It was almost noon when the shrill beeps of my periwinkle alarm clock woke me from my deep slumber. I did not feel so good. As groggy as I was, I forced myself to lift my body up from the rattan bed where I snoozed. As always, my back was throbbing after it remained pressed against the bed’s hard material. I stretched a little to at least reduce the pain. Another night was over. The moon had once again subsided to give way to another heavenly body – the brighter and more radiant sun. Another morning had come upon the face of the earth. But my room remained the same, dark and barely illuminated. I looked at the window of my room. I could see the narrow beams of sunlight entering through the little gaps between the wooden blinds on the window, which had been closed for as long as I could remember. I slowly walked towards the window and peeked through the slits of the wooden blinds to see the morning scenery. It was breathtaking. I saw the orange trees under the shining sun. At the distant side of the panorama, I could see the waters shining under the brilliant sun like a sea of diamonds. On the ground just in front of our abode, I saw our neighbors walking here and there, carrying baskets of vegetables and other foods. Everyone looked so busy. The tranquil nights of our little town had always been filled with silence, except for the buzzes of the insects and the waves of the sea. But the morning was the total opposite of night. Everyone gets resurrected from the death brought about by the darkness. Everyone once again gets hectic and prepares to survive another day of life. But I was not one of them. I was different.
As I reflected upon myself while looking outside the window, I suddenly remembered the things that happened last night. Everything was still vividly pictured in my head. I could still remember how it drizzled on the fields and how I was struggling to find shelter. Then the man came. I could tell he was not from our town. I could still remember how he approached me and offered his jacket to protect me from the rain. And most importantly, I could still not forget how I rudely ran away from him. I felt so stupid. I walked away from the window and sat on the rattan bed in my room, contemplating on what I had done. As he presented his jacket to me, I could feel his sincerity from deep within his heart. He was there, willing to sacrifice his own self to keep me safe in the middle of the storm.

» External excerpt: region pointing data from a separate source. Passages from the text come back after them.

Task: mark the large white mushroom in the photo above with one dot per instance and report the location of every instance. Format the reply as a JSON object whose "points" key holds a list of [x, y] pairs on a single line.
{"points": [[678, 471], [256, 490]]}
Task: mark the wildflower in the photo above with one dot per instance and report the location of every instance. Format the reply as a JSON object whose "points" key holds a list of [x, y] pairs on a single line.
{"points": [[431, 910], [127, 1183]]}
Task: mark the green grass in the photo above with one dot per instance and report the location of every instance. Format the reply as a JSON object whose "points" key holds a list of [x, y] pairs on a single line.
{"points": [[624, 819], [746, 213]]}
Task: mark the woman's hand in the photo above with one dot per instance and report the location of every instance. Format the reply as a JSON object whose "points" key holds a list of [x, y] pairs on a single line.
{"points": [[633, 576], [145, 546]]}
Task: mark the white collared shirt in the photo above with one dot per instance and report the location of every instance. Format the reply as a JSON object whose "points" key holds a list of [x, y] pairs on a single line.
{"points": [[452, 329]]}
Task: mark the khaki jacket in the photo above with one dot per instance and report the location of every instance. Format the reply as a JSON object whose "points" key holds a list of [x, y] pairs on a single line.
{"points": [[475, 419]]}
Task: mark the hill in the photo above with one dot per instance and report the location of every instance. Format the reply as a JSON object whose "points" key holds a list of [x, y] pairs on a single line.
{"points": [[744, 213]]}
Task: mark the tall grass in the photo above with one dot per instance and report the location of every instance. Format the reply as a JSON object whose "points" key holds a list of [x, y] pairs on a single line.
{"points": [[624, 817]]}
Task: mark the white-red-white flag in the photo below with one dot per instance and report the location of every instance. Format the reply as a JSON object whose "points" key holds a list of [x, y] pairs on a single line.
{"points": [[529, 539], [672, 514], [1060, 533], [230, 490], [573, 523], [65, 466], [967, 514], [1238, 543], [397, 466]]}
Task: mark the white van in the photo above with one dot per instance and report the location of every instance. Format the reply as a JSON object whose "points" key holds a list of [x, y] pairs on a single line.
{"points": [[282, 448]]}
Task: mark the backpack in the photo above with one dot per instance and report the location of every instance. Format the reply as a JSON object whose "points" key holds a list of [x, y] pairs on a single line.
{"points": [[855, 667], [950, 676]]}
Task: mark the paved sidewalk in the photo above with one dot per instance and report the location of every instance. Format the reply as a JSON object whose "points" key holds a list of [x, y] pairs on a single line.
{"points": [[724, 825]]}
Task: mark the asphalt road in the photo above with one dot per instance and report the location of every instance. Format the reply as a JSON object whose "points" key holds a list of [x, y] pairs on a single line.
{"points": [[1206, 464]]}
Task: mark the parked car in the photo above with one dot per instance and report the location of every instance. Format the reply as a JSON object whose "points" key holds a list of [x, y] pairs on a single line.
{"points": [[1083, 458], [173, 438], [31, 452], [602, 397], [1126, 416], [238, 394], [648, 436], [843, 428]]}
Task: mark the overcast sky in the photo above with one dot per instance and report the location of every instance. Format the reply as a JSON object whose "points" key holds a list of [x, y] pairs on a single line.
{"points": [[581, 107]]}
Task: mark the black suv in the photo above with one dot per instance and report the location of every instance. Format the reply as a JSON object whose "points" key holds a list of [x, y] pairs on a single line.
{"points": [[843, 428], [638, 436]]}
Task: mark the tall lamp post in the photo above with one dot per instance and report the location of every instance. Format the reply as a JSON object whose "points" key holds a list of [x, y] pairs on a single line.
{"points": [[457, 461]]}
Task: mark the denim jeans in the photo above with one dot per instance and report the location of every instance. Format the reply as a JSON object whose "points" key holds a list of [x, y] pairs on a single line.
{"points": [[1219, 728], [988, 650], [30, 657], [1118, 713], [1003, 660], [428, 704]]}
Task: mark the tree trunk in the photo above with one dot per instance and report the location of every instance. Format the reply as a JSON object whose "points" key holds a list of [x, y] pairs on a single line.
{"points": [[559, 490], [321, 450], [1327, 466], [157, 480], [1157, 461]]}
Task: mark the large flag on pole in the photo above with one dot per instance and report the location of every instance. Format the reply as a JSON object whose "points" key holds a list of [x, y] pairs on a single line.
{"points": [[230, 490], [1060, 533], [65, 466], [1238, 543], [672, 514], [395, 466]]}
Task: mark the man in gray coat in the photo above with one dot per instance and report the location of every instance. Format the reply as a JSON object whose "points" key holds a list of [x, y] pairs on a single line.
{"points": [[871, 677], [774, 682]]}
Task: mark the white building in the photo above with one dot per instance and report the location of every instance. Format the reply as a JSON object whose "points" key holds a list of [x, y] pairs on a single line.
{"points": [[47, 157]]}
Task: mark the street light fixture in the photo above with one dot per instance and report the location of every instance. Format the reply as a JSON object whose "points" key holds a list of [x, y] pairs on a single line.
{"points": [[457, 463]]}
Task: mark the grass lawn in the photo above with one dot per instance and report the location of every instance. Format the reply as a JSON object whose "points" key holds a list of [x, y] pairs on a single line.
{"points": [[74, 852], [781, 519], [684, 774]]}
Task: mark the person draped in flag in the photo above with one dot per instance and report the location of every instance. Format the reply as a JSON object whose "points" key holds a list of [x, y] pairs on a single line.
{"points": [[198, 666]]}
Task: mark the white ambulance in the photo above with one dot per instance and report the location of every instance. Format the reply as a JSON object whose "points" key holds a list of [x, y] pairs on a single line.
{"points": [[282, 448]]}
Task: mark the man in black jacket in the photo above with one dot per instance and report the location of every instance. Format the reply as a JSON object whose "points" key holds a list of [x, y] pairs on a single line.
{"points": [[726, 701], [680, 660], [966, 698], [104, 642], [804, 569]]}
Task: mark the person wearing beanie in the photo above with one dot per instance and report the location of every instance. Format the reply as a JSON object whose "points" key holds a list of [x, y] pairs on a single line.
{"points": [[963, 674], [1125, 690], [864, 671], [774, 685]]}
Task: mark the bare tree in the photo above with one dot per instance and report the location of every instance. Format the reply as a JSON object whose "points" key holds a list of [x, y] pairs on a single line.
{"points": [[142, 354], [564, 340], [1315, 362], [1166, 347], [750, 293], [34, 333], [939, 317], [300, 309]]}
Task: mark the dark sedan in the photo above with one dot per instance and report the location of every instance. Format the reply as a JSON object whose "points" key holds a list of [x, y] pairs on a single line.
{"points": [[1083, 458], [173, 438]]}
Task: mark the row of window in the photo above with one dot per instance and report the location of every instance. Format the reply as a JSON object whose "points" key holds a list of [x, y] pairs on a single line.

He was there, chasing after me in muddy fields just to give me protection. And yet I ran away from him. I knew it was wrong. I felt an abrupt pinch inside my heart. I was hurt at what I had done. I couldn’t understand myself. Those events in that cool autumn night remained inside my head, tormenting me over and over again. But I could not blame myself. I had no choice. I had no choice at all. I closed my eyes. I coerced myself to forget about everything that happened on that evening. I forced my mind to get rid of any thoughts about him. But some unseen force was preventing me from doing so. I could feel a crystal teardrop escaping from my eyes. I wanted to forget about him. I wanted to forget about what happened. But for some unknown reason, I just couldn’t.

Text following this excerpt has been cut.